Обсуждение: Big delete on big table... now what?
Hi list. I have a table with over 30 million rows. Performance was dropping steadily so I moved old data not needed online to an historic table. Now the table has about 14 million rows. I don't need the disk space returned to the OS but I do need to improve performance. Will a plain vacuum do or is a vacuum full necessary? ¿Would a vacuum full improve performance at all? Thanks for your hindsight. Regards, Fernando.
>>> "Fernando Hevia" <fhevia@ip-tel.com.ar> wrote: > I have a table with over 30 million rows. Performance was dropping steadily > so I moved old data not needed online to an historic table. Now the table > has about 14 million rows. I don't need the disk space returned to the OS > but I do need to improve performance. Will a plain vacuum do or is a vacuum > full necessary? > *Would a vacuum full improve performance at all? If this database can be out of production for long enough to run it (possibly a few hours, depending on hardware, configuration, table width, indexes) your best option might be to CLUSTER and ANALYZE the table. It gets more complicated if you can't tolerate down-time. -Kevin
"Fernando Hevia" <fhevia@ip-tel.com.ar> wrote: > > Hi list. > > I have a table with over 30 million rows. Performance was dropping steadily > so I moved old data not needed online to an historic table.
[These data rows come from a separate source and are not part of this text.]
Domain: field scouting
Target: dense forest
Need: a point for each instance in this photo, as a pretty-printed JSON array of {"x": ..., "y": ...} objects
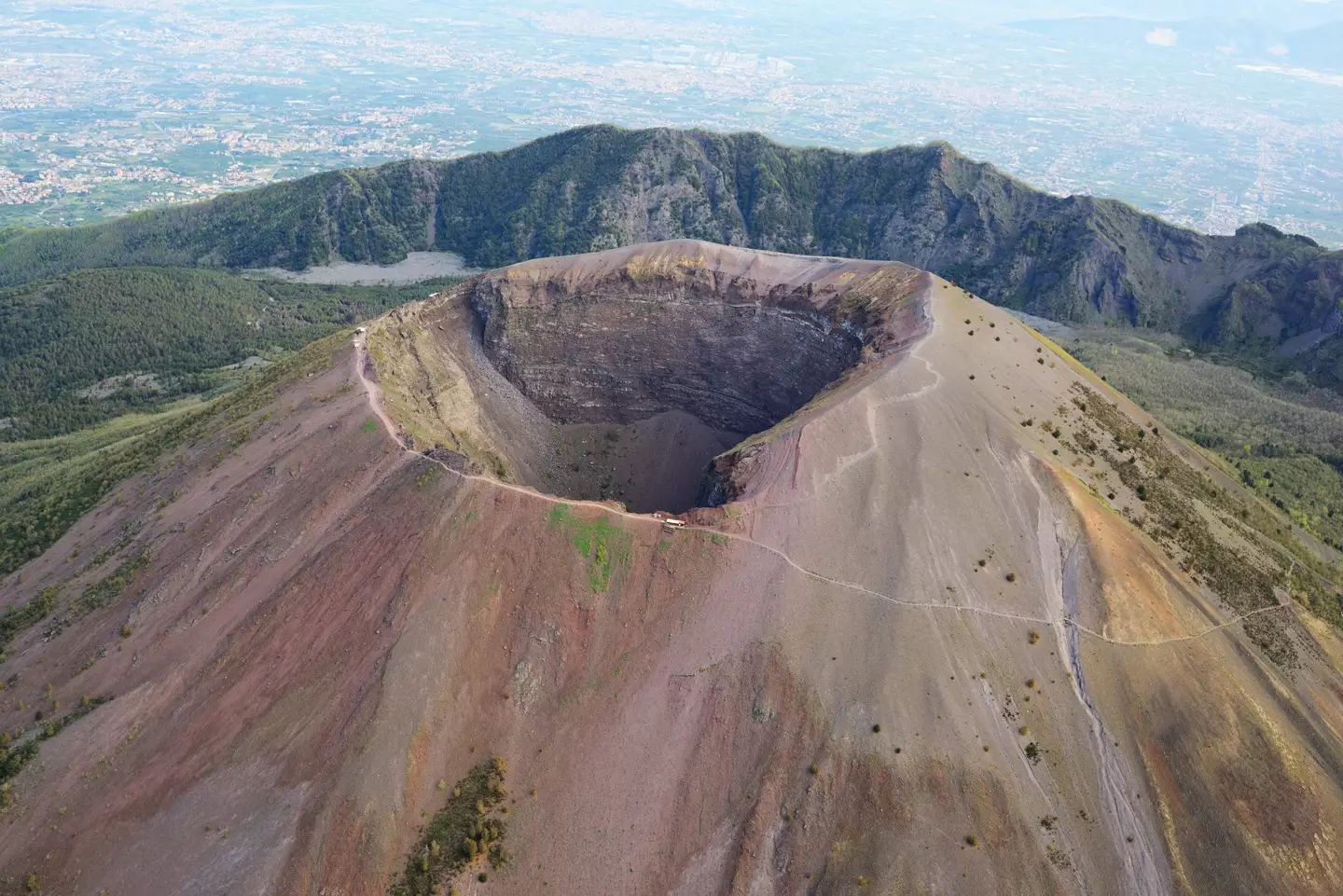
[
  {"x": 1069, "y": 258},
  {"x": 85, "y": 347}
]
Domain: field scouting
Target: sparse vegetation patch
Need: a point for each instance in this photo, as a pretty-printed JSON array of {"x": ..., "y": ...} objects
[
  {"x": 602, "y": 544},
  {"x": 463, "y": 835}
]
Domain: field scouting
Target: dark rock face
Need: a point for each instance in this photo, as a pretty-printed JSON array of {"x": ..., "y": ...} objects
[
  {"x": 619, "y": 347},
  {"x": 621, "y": 353},
  {"x": 1072, "y": 258}
]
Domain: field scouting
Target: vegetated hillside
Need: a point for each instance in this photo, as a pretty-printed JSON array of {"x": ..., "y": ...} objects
[
  {"x": 970, "y": 622},
  {"x": 1067, "y": 258},
  {"x": 1281, "y": 438},
  {"x": 88, "y": 346}
]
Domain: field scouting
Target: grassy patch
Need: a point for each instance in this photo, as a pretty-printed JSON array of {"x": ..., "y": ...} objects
[
  {"x": 1170, "y": 490},
  {"x": 463, "y": 834},
  {"x": 602, "y": 544},
  {"x": 14, "y": 758}
]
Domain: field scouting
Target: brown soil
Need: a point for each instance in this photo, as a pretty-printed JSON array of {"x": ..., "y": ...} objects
[{"x": 818, "y": 688}]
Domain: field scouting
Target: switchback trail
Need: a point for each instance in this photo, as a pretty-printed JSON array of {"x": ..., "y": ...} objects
[{"x": 375, "y": 405}]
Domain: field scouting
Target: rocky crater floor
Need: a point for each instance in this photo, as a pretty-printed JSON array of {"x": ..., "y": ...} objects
[
  {"x": 955, "y": 617},
  {"x": 629, "y": 372}
]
Now the table > has about 14 million rows. I don't need the disk space returned to the OS > but I do need to improve performance. Will a plain vacuum do or is a vacuum > full necessary? > ¿Would a vacuum full improve performance at all? If you can afford the downtime on that table, cluster would be best. If not, do the normal vacuum and analyze. This is unlikely to improve the performance much (although it may shrink the table _some_) but regular vacuum will keep performance from getting any worse. You can also reindex pretty safely. Any queries that run during the reindex will just have to do so without the indexes. Longer term, if you remove smaller groups of rows more frequently, you'll probably be able to maintain performance and table bloat at a reasonable level with normal vacuum. -- Bill Moran Collaborative Fusion Inc. wmoran@collaborativefusion.com Phone: 412-422-3463x4023
"Bill Moran" <wmoran@collaborativefusion.com> writes: > "Fernando Hevia" <fhevia@ip-tel.com.ar> wrote: >> >> Hi list. >> >> I have a table with over 30 million rows. Performance was dropping steadily >> so I moved old data not needed online to an historic table. Now the table >> has about 14 million rows. I don't need the disk space returned to the OS >> but I do need to improve performance. Will a plain vacuum do or is a vacuum >> full necessary? >> ¿Would a vacuum full improve performance at all? > > If you can afford the downtime on that table, cluster would be best. > > If not, do the normal vacuum and analyze. This is unlikely to improve > the performance much (although it may shrink the table _some_) but > regular vacuum will keep performance from getting any worse. Note that CLUSTER requires enough space to store the new and the old copies of the table simultaneously. That's the main reason for VACUUM FULL to still exist. There is also the option of doing something like (assuming id is already an integer -- ie this doesn't actually change the data): ALTER TABLE x ALTER id TYPE integer USING id; which will rewrite the whole table. This is effectively the same as CLUSTER except it doesn't order the table according to an index. It will still require enough space to hold two copies of the table but it will be significantly faster. -- Gregory Stark EnterpriseDB http://www.enterprisedb.com Ask me about EnterpriseDB's RemoteDBA services!
> Gregory Stark <start@enterprisedb.com> writes: > > "Bill Moran" <wmoran@collaborativefusion.com> writes: > > > "Fernando Hevia" <fhevia@ip-tel.com.ar> wrote: > >> Hi list. > >> I have a table with over 30 million rows. Performance was dropping > >> steadily so I moved old data not needed online to an > historic table. > >> Now the table has about 14 million rows. I don't need the > disk space > >> returned to the OS but I do need to improve performance. > Will a plain > >> vacuum do or is a vacuum full necessary? > >> ¿Would a vacuum full improve performance at all? > > > > If you can afford the downtime on that table, cluster would be best. > > > > If not, do the normal vacuum and analyze. This is unlikely > to improve > > the performance much (although it may shrink the table _some_) but > > regular vacuum will keep performance from getting any worse. > > Note that CLUSTER requires enough space to store the new and > the old copies of the table simultaneously. That's the main > reason for VACUUM FULL to still exist. > > There is also the option of doing something like (assuming id > is already an integer -- ie this doesn't actually change the data): > > ALTER TABLE x ALTER id TYPE integer USING id; > > which will rewrite the whole table. This is effectively the > same as CLUSTER except it doesn't order the table according > to an index. It will still require enough space to hold two > copies of the table but it will be significantly faster. > Yes, I can afford a downtime on Sunday. Actually the clustering option would help since most of our slow queries use the same index. Thanks Bill and Gregory for the advice. Regards, Fernando.